Jay Inslee, the governor of Washington, threw his hat into the 2020 Democratic Presidential Primary race last week. The centerpiece of Inslee’s campaign is to make “defeating” climate change America’s number one priority.
Billionaire Michael Bloomberg announced this week he was launching a new campaign called Beyond Carbon, that seeks to move America toward a 100% clean energy economy.
Alexadria Ocasio-Cortez (AOC), the up and coming socialist congresswoman from New York has proposed a Green New Deal that also seeks to move America to 100% clean and renewable energy.
With many of the presidential candidates increasingly focused on climate change legislation, now is the time to start thinking about the impact of those polices.
Would climate change legislation really be as bad as some make it sound? Well yes if you are a climate change skeptic, and yes even if you aren’t a skeptic.
The proposed solutions are almost always expensive and overly reliant on the government picking winners and losers.
AOC’s Green New Deal, for example, is expected to cost between $53-$93 trillion according to the American Action Forum. Yes, trillion. And yes, on GDP of only $21 trillion.

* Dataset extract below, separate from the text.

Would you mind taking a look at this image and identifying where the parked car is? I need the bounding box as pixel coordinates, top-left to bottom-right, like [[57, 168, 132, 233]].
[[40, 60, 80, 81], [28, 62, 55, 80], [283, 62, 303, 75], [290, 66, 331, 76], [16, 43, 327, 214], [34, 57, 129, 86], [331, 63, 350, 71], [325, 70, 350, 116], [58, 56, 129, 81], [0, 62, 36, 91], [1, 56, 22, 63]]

Where is America supposed to come up with $93 trillion for the Green New Deal? Much higher taxes on income and wealth for starters, but that only makes a small dent.
Cue Jay Powell say AOC & Company. Yup, the Democratic Socialists propose we simply print the money to pay for the Green New Deal.
But even a more realistic climate policy has major problems. Germany’s experience with renewable-energy highlights the folly and unintended consequences of a government mandated energy policy.
In 2000, the German government voted to phase out nuclear power. To prevent coal from taking market share, the government also passed a renewable-energy support policy.
Even though Germany only produces about 2% of the world’s carbon, the German government moved forward with massive subsides of solar, wind, wood, and other renewables.
Today, thanks to those subsides, Germany generates about 35% of its power from renewables, but the cost of German electricity is now among the most expensive in the world. Germans pay about 3.5X as much as Americans do. Your $100 electric bill would be closer to $350 in Germany. Talk about jamming it to the working poor.
Surely though, Germany has reaped some environmental benefits in return for stiffing its citizens with expensive electricity?
Despite the enormous cost of the shift to renewables, German greenhouse gas emissions haven’t declined in almost a decade.
Is there any doubt that a Green New Deal in the U.S. wouldn’t create a similarly expensive and ineffective policy with unintended consequences that are many and varied?